After ingestion, Dume.ai transforms content into embeddings using models like:

text-embedding-3-small (OpenAI)
bge-small-en-v1.5 (HuggingFace)

Chunks are created using recursive text splitting and stored in:

Weaviate (primary)
or PostgreSQL with pgvector (fallback)

This powers Dume.ai’s RAG system—Retrieval-Augmented Generation—for grounding large language models in your actual work data.

AI Orchestration with LangChain

We use LangChain to route tasks to specialized agents:

Task	Agent	Model
Email Reply	Email Agent	GPT-4
Digest Summary	Calendar Agent	Gemini Pro
Task Extraction	ActionAgent	Claude 3

These chains handle:

Document retrieval
Prompt templating
Output parsing
Function calling for structured responses

Dume.ai also supports tool use and multi-step reasoning, enabled via RouterChain + ToolCallingRouter.

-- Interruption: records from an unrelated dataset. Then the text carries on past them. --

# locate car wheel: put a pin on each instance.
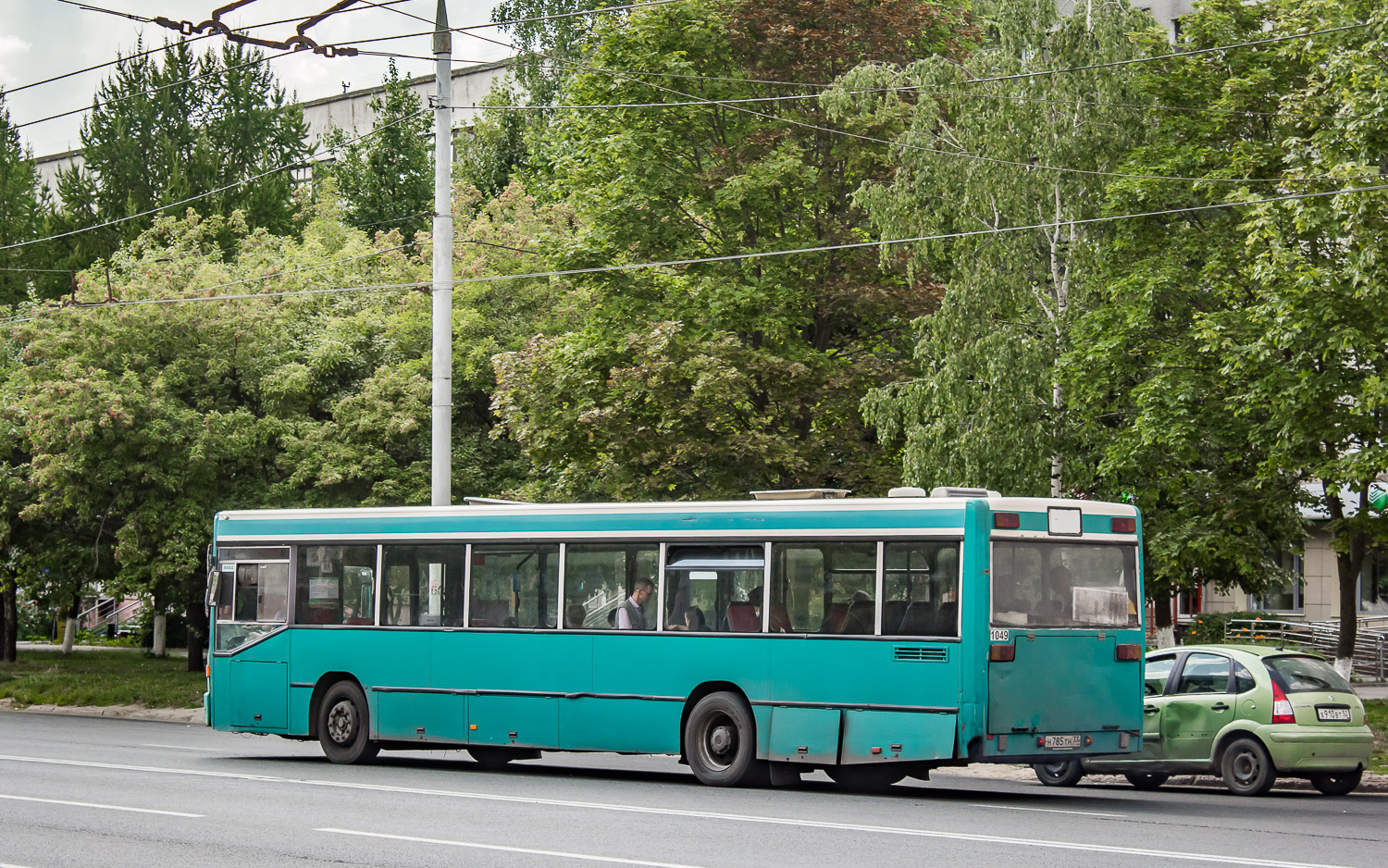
(1146, 781)
(865, 778)
(721, 742)
(1338, 784)
(343, 725)
(1066, 773)
(1246, 768)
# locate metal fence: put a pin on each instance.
(1323, 637)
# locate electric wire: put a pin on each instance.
(1026, 166)
(221, 189)
(733, 257)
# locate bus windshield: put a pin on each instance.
(1068, 585)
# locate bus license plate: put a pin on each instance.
(1060, 742)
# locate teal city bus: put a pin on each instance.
(871, 638)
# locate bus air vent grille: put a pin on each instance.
(915, 651)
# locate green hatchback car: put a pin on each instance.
(1243, 712)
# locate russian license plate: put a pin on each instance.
(1060, 742)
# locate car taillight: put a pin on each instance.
(1282, 707)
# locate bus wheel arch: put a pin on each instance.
(718, 737)
(343, 723)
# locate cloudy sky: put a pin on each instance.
(44, 38)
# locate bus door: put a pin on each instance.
(250, 604)
(1062, 612)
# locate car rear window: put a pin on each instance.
(1305, 674)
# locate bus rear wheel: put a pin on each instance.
(343, 725)
(865, 778)
(1063, 773)
(721, 742)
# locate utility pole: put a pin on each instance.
(441, 430)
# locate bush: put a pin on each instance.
(1208, 628)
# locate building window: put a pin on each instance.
(1287, 596)
(1373, 585)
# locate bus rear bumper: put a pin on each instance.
(1026, 748)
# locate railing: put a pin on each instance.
(1370, 639)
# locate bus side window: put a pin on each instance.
(824, 588)
(422, 585)
(335, 585)
(599, 578)
(921, 587)
(515, 585)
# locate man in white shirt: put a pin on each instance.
(632, 615)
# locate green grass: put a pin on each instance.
(1377, 713)
(102, 678)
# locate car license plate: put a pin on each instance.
(1060, 742)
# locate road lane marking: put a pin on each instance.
(527, 850)
(105, 807)
(633, 809)
(1012, 807)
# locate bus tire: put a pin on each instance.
(1063, 773)
(1337, 784)
(865, 778)
(1246, 768)
(344, 725)
(721, 740)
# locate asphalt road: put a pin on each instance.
(108, 792)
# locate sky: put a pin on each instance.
(44, 38)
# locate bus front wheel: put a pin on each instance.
(721, 740)
(343, 725)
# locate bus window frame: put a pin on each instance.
(277, 626)
(1138, 590)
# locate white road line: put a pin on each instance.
(635, 809)
(105, 807)
(527, 850)
(1012, 807)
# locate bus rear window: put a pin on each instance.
(1071, 585)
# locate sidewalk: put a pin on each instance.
(47, 646)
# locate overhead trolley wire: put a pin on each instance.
(733, 257)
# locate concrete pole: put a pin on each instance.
(441, 440)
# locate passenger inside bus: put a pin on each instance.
(632, 614)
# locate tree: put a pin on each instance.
(163, 132)
(386, 180)
(985, 403)
(1241, 341)
(710, 379)
(21, 213)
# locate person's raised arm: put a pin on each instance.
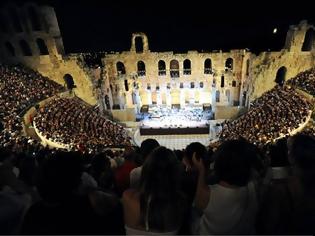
(203, 191)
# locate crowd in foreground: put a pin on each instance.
(235, 189)
(78, 126)
(20, 88)
(277, 113)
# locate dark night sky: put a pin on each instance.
(90, 25)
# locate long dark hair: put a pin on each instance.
(161, 203)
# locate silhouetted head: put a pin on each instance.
(234, 160)
(59, 176)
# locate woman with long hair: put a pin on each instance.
(157, 206)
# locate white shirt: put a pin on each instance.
(229, 211)
(135, 176)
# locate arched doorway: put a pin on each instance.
(43, 50)
(69, 81)
(162, 67)
(141, 68)
(107, 103)
(187, 67)
(208, 66)
(139, 44)
(25, 48)
(174, 69)
(10, 49)
(120, 67)
(280, 77)
(229, 64)
(34, 19)
(309, 38)
(217, 96)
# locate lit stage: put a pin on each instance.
(172, 121)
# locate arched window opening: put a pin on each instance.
(34, 19)
(107, 103)
(3, 26)
(222, 81)
(141, 68)
(120, 67)
(10, 49)
(126, 85)
(247, 67)
(174, 69)
(139, 44)
(208, 66)
(280, 77)
(69, 81)
(228, 95)
(187, 67)
(217, 96)
(229, 64)
(43, 50)
(309, 38)
(162, 67)
(233, 83)
(16, 20)
(25, 48)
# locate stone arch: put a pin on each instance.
(26, 50)
(229, 64)
(43, 50)
(309, 40)
(141, 68)
(10, 49)
(222, 81)
(162, 67)
(208, 66)
(120, 68)
(174, 69)
(34, 18)
(217, 96)
(15, 20)
(107, 103)
(139, 43)
(126, 85)
(187, 67)
(247, 67)
(228, 95)
(280, 76)
(3, 26)
(69, 82)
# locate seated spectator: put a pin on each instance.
(62, 210)
(147, 146)
(157, 206)
(301, 186)
(230, 206)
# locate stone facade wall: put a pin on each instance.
(32, 37)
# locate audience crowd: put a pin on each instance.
(277, 113)
(305, 81)
(76, 124)
(238, 187)
(235, 189)
(20, 88)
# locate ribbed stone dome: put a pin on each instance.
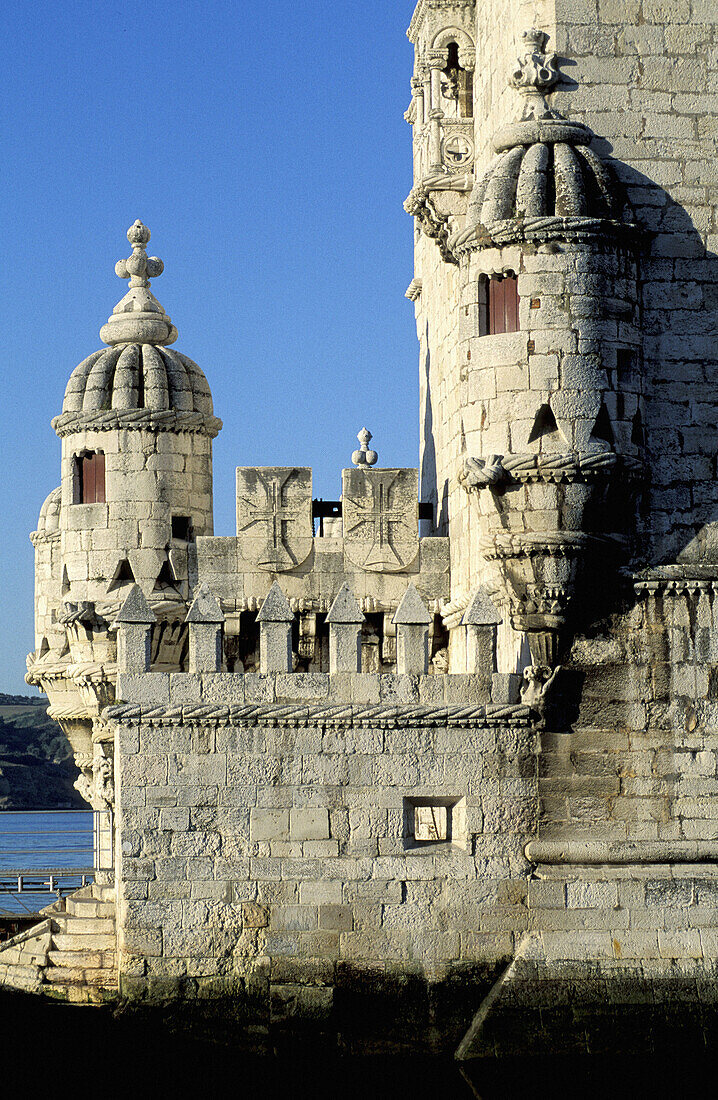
(137, 376)
(544, 171)
(137, 382)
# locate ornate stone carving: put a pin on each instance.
(139, 316)
(363, 457)
(274, 517)
(536, 73)
(380, 518)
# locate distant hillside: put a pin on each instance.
(36, 766)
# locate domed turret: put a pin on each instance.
(136, 488)
(137, 380)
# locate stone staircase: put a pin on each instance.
(72, 954)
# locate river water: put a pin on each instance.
(177, 1064)
(34, 840)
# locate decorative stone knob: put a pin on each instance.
(363, 457)
(139, 317)
(536, 73)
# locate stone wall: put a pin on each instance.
(271, 857)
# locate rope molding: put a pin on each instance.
(137, 419)
(297, 714)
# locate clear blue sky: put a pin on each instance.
(264, 145)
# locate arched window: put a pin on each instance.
(457, 84)
(88, 477)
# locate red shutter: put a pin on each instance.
(88, 479)
(511, 304)
(91, 474)
(99, 477)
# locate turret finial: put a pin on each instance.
(139, 318)
(363, 457)
(536, 73)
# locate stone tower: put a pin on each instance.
(136, 430)
(533, 250)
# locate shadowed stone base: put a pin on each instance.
(351, 1009)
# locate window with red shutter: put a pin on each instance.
(501, 310)
(88, 485)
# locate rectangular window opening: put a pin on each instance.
(181, 528)
(498, 298)
(433, 822)
(88, 477)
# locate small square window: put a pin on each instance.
(434, 822)
(498, 304)
(430, 823)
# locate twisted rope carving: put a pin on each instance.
(293, 714)
(147, 419)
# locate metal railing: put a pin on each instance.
(46, 854)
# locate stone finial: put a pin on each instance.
(344, 608)
(275, 607)
(536, 73)
(139, 318)
(411, 611)
(134, 623)
(363, 457)
(412, 620)
(275, 619)
(206, 620)
(135, 608)
(205, 607)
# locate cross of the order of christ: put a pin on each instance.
(380, 515)
(275, 516)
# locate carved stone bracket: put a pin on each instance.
(475, 474)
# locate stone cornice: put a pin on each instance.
(137, 420)
(295, 714)
(621, 851)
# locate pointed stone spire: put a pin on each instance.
(275, 619)
(206, 622)
(139, 318)
(479, 620)
(344, 619)
(411, 611)
(345, 608)
(411, 620)
(135, 608)
(481, 611)
(134, 633)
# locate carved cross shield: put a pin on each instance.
(274, 526)
(380, 518)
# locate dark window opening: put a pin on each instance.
(123, 574)
(181, 528)
(499, 305)
(543, 425)
(459, 84)
(88, 477)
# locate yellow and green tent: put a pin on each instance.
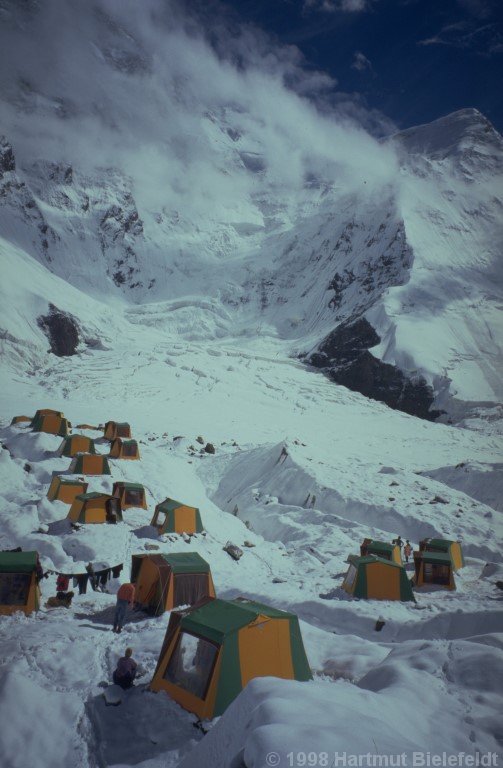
(381, 549)
(21, 419)
(90, 464)
(74, 444)
(52, 422)
(65, 489)
(433, 568)
(130, 494)
(373, 578)
(446, 546)
(167, 580)
(95, 508)
(115, 429)
(172, 516)
(124, 449)
(18, 582)
(212, 650)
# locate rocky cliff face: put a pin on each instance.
(138, 185)
(345, 356)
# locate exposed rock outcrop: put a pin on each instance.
(62, 330)
(345, 356)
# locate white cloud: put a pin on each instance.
(360, 62)
(331, 6)
(148, 88)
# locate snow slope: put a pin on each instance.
(169, 174)
(357, 458)
(205, 226)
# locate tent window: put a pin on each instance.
(191, 664)
(134, 497)
(436, 574)
(189, 588)
(14, 588)
(350, 577)
(160, 518)
(113, 510)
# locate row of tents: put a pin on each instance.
(122, 446)
(379, 574)
(170, 516)
(211, 649)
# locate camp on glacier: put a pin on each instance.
(249, 351)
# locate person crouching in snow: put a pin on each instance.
(125, 597)
(125, 673)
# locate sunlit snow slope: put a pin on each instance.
(140, 176)
(219, 245)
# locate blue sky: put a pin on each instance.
(412, 60)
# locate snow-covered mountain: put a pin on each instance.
(206, 246)
(143, 178)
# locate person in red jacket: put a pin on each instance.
(125, 673)
(125, 597)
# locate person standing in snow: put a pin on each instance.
(92, 576)
(125, 673)
(125, 597)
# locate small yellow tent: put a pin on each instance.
(167, 580)
(212, 650)
(115, 429)
(21, 420)
(52, 422)
(74, 444)
(89, 464)
(381, 549)
(95, 508)
(18, 582)
(130, 494)
(174, 517)
(373, 578)
(124, 449)
(65, 489)
(446, 546)
(433, 568)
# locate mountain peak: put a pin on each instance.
(452, 136)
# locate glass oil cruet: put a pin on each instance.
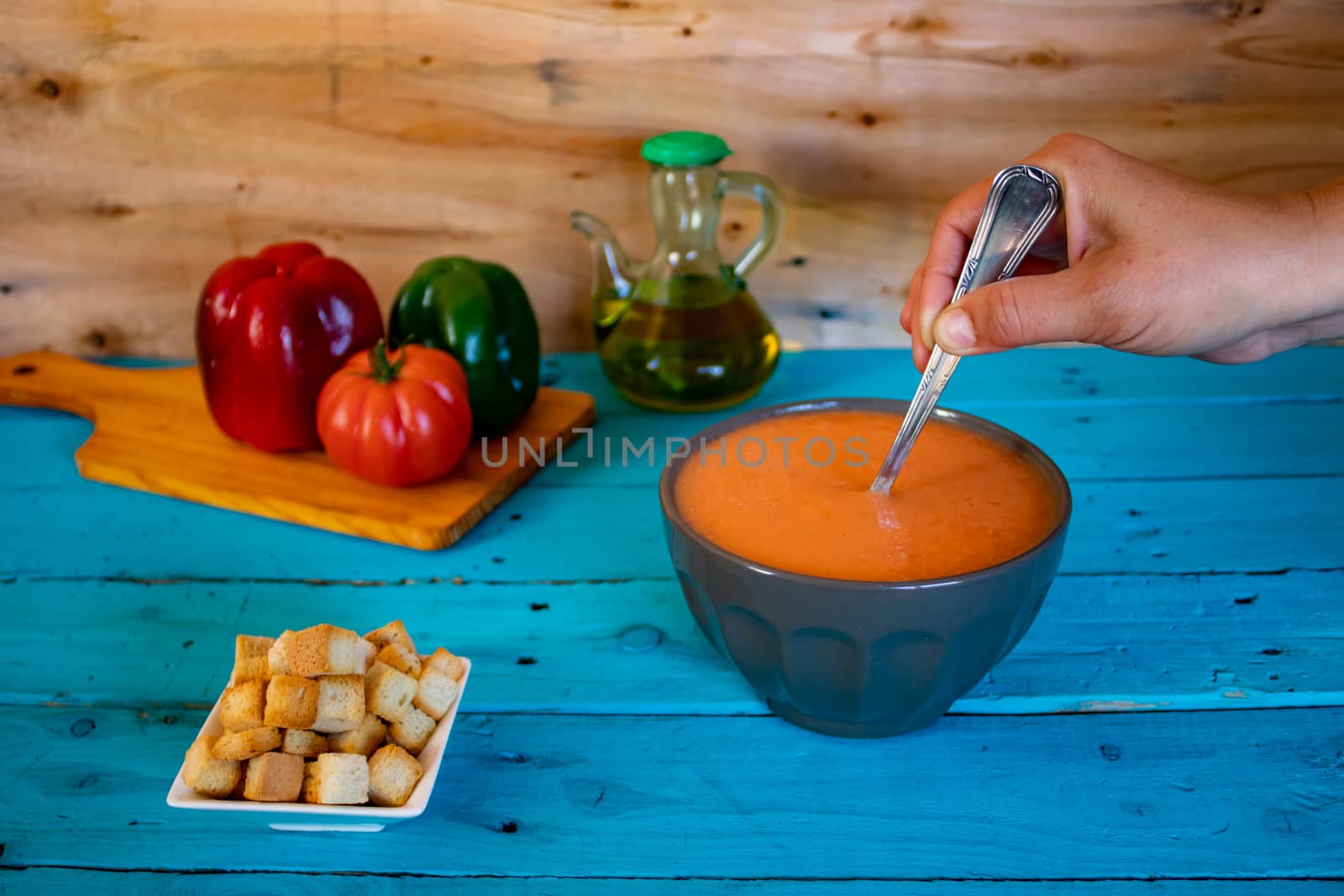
(679, 331)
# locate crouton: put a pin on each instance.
(275, 778)
(302, 743)
(340, 703)
(391, 633)
(400, 658)
(291, 703)
(241, 707)
(206, 774)
(245, 745)
(445, 661)
(389, 692)
(436, 692)
(336, 779)
(413, 731)
(277, 658)
(363, 741)
(393, 775)
(326, 651)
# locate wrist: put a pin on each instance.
(1317, 234)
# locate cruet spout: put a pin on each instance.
(615, 273)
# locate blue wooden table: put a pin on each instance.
(1176, 712)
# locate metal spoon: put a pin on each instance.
(1021, 202)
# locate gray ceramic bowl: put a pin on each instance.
(862, 658)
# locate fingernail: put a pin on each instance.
(954, 331)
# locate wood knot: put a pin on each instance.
(111, 210)
(920, 22)
(640, 638)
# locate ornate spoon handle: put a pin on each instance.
(1021, 202)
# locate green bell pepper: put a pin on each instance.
(479, 313)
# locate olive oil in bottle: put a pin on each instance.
(679, 331)
(690, 343)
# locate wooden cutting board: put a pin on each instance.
(154, 432)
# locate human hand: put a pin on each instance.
(1144, 261)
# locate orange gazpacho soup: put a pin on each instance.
(792, 492)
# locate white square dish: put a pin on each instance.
(313, 817)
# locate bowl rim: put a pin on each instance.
(810, 406)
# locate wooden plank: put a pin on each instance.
(1126, 644)
(1221, 794)
(60, 882)
(393, 134)
(1108, 443)
(84, 530)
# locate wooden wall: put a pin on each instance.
(143, 141)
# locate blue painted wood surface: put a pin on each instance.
(1205, 573)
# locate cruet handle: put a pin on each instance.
(766, 195)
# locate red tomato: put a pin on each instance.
(396, 418)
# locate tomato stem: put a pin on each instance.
(385, 371)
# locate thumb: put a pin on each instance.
(1025, 311)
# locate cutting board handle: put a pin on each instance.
(55, 380)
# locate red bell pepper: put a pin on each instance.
(270, 329)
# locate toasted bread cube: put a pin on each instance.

Local AI in the Browser (WebLLM)

Dume.ai supports local inference using WebLLM, which runs models like:

phi-2
mistral-7b
tinyllama

Right in your browser.

This means:

🔐 100% privacy (no cloud call)
⚡ Instant inference (for light tasks)
🧪 Experimental local agents (offline mode)

Message Pipeline and Execution Flow

When you ask Dume.ai something like:

“Summarize today’s meetings and send a reminder to the team.”

Here’s what happens:

Intent Classifier → Extracts that it’s a multi-intent prompt
Retriever → Pulls today’s calendar events
Agent Router → Chooses MeetingSummarizerAgent
LLM Call → Sends prompt + context to Gemini or Claude
Tool Use → Triggers email reminder action via Gmail API
Formatter → Sends back response as Markdown + actions

Automation Engine (Agent Loop)

Dume.ai is not just reactive—it can run agent loops like:

“Plan my week”
“Organize my documents”
“Summarize unread emails every morning”

✅ Planning Loop (inspired by AutoGPT)
✅ Task Breakdown (LLM + Rule-based)
✅ Execution via APIs or Scripts
✅ Self-monitoring via logs

This is our foundation for autonomous AI agents.

Privacy & Observability

Dume.ai is designed with enterprise-grade data security:

PII Redaction filters before embedding
User-level consent control
Action audit trails
Zero retention mode for sensitive orgs
Real-time dashboards and logs

Full Tech Stack

Layer	Stack
Frontend	Next.js, Tailwind, Vercel
Backend	Node.js, Fastify, tRPC
Vector DB	Weaviate, pgvector
AI Orchestration	LangChain, OpenAI, Claude, Gemini
Local AI	WebLLM
Workers	BullMQ, Redis
DB	PostgreSQL
Hosting	Vercel (FE), GCP (BE), Railway (DB)

Why This Matters

Understanding how Dume.ai works shows just how powerful and secure modern AI assistants can be. We don’t just chat with LLMs—we orchestrate your work using:

Vector databases
Autonomous agents
Local and cloud inference
Multi-tool API integrations

It’s the future of productivity—designed for professionals who want AI that works like a teammate.